= Gedackt =

Type of organ pipe

Cross-section of a wooden gedackt pipe

Gedackt (also spelled gedeckt) is the name of a family of stops in pipe organ building. They are one of the most common types of organ flue pipe. The name stems from the Middle High German word gedact, meaning "capped" or "covered". In english and french organ building traditions similar stops are referred to as "Stopped Flute" and "Bourdon" respectively.

== History ==
The concept of the stopped flute pipe (of which gedackt is a prime example) is almost as old as organ construction. As early as 1600, in Germanic organs, stopped flutes were common additions to the specification. Besides giving a distinct flute-like tone (in contrast to the more open and expressive tone of the diapason, the organ's basic voice) the stopped flutes offer a perfect ensemble stop for making combinations. Stopped flutes like the gedackt are extremely versatile in an organ specification. Certain types of organ stops go in and out of fashion over the centuries, but the stopped flute ranks like the gedackt are always present on instruments of all sizes. Even the very smallest pipe organs frequently have some form of stopped flute in the specification.

== Construction ==
Gedackt pipes can be made of either wood or metal, but in modern organ building, and the majority of historical examples, they are made of wood. They are occasionally square, but much more commonly rectangular in cross-section, the mouth being on the narrow side of the pipe. The mouth has a high cut-up (height to width ratio) to produce the fluty tone. Gedackt is a stopped pipe, as its name implies. Stopped pipes need be only 1/2 of unison length to produce unison pitch, however, it is common for many stopped ranks of pipes to be built as "open" pipes in the highest sounding notes. An open pipe, such as an 8 ft Diapason, needs to be eight feet long at low "C" on the keyboard, but the capped gedackt of similar pitch need be only four feet long at that point, making the stop very compact and economical to build. As in most wood pipes, the foot, block (which contains the windway), mouthpiece and cap are hardwood. The body of the pipe is usually hardwood, but can also be built of conifer or other woods, especially in large pipes.

== Sound ==
The gedackt produces a moderately soft, bland, flute-like tone, invaluable for basic ensemble sound in the pipe organ. The stopped design eliminates many high overtones and emphasizes the 3rd overtone (and octave and a fifth above the fundamental), leaving the classic sound of the gedackt, which blends seamlessly with almost all other stops.
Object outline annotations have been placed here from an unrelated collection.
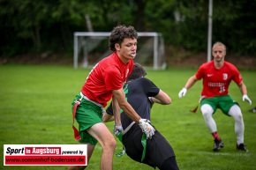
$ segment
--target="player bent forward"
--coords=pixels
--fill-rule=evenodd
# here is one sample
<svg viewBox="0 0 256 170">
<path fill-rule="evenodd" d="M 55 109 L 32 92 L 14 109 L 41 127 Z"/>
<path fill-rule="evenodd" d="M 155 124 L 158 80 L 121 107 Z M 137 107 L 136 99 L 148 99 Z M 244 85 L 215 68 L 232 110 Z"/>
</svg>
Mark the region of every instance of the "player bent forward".
<svg viewBox="0 0 256 170">
<path fill-rule="evenodd" d="M 143 67 L 135 63 L 132 74 L 127 78 L 128 82 L 124 85 L 124 91 L 128 102 L 139 116 L 150 120 L 151 106 L 154 102 L 169 105 L 171 100 L 152 81 L 144 78 L 146 74 Z M 103 115 L 103 122 L 111 121 L 113 115 L 111 105 L 106 112 L 107 114 Z M 120 136 L 118 138 L 131 159 L 161 170 L 178 170 L 172 147 L 157 129 L 152 139 L 146 141 L 139 126 L 133 124 L 133 121 L 124 112 L 121 113 L 121 121 L 124 131 L 121 134 L 121 139 Z M 118 133 L 115 132 L 115 135 Z M 146 153 L 143 154 L 143 152 Z"/>
<path fill-rule="evenodd" d="M 75 118 L 79 125 L 79 131 L 72 126 L 75 138 L 79 140 L 80 144 L 87 144 L 88 161 L 95 144 L 100 143 L 102 147 L 101 169 L 111 170 L 113 168 L 113 154 L 117 141 L 102 122 L 103 107 L 111 98 L 116 130 L 123 131 L 119 112 L 121 107 L 131 119 L 139 124 L 147 138 L 151 138 L 154 134 L 154 129 L 142 120 L 126 101 L 123 90 L 123 83 L 126 81 L 132 70 L 137 50 L 137 38 L 138 33 L 133 26 L 115 27 L 109 39 L 109 46 L 113 54 L 100 61 L 92 69 L 81 92 L 72 102 L 73 122 Z M 85 168 L 86 166 L 70 166 L 69 170 Z"/>
<path fill-rule="evenodd" d="M 237 135 L 237 150 L 248 152 L 244 144 L 245 124 L 239 105 L 229 94 L 229 86 L 233 80 L 243 94 L 243 100 L 251 100 L 247 96 L 247 89 L 237 69 L 230 63 L 225 62 L 226 47 L 222 42 L 216 42 L 212 48 L 214 60 L 203 63 L 195 75 L 191 77 L 184 87 L 179 92 L 178 97 L 184 96 L 187 90 L 196 81 L 203 79 L 200 110 L 205 122 L 215 138 L 214 151 L 217 152 L 224 146 L 217 132 L 217 126 L 213 115 L 220 108 L 226 115 L 235 120 L 235 132 Z"/>
</svg>

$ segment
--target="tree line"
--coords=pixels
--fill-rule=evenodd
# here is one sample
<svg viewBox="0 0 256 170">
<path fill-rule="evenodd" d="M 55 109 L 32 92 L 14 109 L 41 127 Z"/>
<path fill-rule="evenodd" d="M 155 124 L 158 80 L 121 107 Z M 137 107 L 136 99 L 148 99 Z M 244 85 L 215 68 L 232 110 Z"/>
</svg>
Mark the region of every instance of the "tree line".
<svg viewBox="0 0 256 170">
<path fill-rule="evenodd" d="M 72 54 L 74 32 L 110 32 L 117 25 L 162 33 L 166 45 L 207 51 L 208 4 L 204 0 L 0 0 L 0 55 Z M 255 9 L 256 0 L 213 1 L 213 42 L 222 41 L 239 55 L 255 55 Z"/>
</svg>

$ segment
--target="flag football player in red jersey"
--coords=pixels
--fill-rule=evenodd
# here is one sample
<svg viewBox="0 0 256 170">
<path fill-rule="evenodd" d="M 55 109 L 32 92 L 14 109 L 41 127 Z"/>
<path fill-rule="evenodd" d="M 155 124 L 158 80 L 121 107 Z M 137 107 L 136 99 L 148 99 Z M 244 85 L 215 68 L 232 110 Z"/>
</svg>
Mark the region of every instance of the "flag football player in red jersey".
<svg viewBox="0 0 256 170">
<path fill-rule="evenodd" d="M 120 107 L 138 123 L 147 138 L 151 138 L 154 129 L 134 111 L 125 100 L 123 85 L 131 74 L 136 56 L 138 33 L 133 26 L 117 26 L 109 38 L 109 48 L 113 54 L 100 61 L 90 71 L 72 106 L 79 130 L 72 126 L 76 140 L 87 144 L 87 161 L 99 142 L 102 147 L 101 169 L 113 168 L 113 155 L 117 141 L 102 122 L 107 102 L 112 99 L 115 118 L 114 132 L 123 132 Z M 87 163 L 87 165 L 88 165 Z M 69 170 L 85 169 L 86 166 L 72 166 Z"/>
<path fill-rule="evenodd" d="M 235 133 L 237 136 L 237 150 L 248 152 L 244 144 L 245 124 L 243 115 L 238 103 L 229 95 L 229 86 L 233 80 L 238 86 L 243 95 L 243 100 L 252 104 L 247 95 L 246 85 L 238 70 L 230 63 L 224 61 L 226 47 L 222 42 L 215 42 L 212 48 L 214 60 L 203 63 L 195 75 L 186 82 L 184 87 L 179 92 L 178 97 L 184 96 L 187 90 L 196 81 L 203 79 L 203 90 L 200 98 L 200 110 L 206 125 L 215 138 L 214 152 L 224 146 L 217 132 L 217 126 L 213 118 L 213 114 L 220 108 L 223 114 L 235 120 Z"/>
</svg>

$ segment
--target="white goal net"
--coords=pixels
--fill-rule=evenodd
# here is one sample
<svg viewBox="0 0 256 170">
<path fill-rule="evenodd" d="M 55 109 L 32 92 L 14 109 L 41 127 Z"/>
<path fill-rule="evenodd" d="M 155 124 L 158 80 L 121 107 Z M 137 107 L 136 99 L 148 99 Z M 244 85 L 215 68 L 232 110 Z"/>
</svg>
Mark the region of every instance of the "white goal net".
<svg viewBox="0 0 256 170">
<path fill-rule="evenodd" d="M 74 33 L 74 68 L 88 68 L 109 55 L 107 32 Z M 134 59 L 145 67 L 161 70 L 166 68 L 164 41 L 161 33 L 154 32 L 138 33 L 137 55 Z"/>
</svg>

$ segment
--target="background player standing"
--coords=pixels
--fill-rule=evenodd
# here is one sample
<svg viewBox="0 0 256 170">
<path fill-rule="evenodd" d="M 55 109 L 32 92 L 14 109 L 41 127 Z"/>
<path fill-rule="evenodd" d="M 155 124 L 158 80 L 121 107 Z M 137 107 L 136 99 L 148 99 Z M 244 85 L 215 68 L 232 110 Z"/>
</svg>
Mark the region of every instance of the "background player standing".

It is similar in sound to the bourdon, but is usually softer and somewhat sweeter in tone. The bourdon's heavier construction and square-walled pipes gives it a more pronounced and weighty tone.

The gedackt's strong fundamental tone is never lost, but is absorbed into combination, making a new "whole", rather than standing alone as a distinct sound in combination with other stops. Yet, used as a solo voice, the gedackt has a contemplative and relaxing sound in its lower registers, and a singing and plaintive tone in the treble notes. Large organs will sometimes have a gedackt especially voiced for solo work, frequently labeled as a "Lieblich" ("lovely") gedackt or "Singengedackt" on the stop knob. Gedackts can be built in all pitch ranges used on the organ, but they are most common at 8 ft and 4 ft pitch in the manuals, and 16 ft pitch in the pedals. Because of this construction, when a gedackt is first sounded there is a brief octave higher pitch before quickly dropping to the fundamental. This is commonly referred to as "chiff".

It is of interest that two very small gedackt pipes, fitted with bellows, are what produce the common cuckoo bird call on the striking of a traditional mechanical cuckoo clock.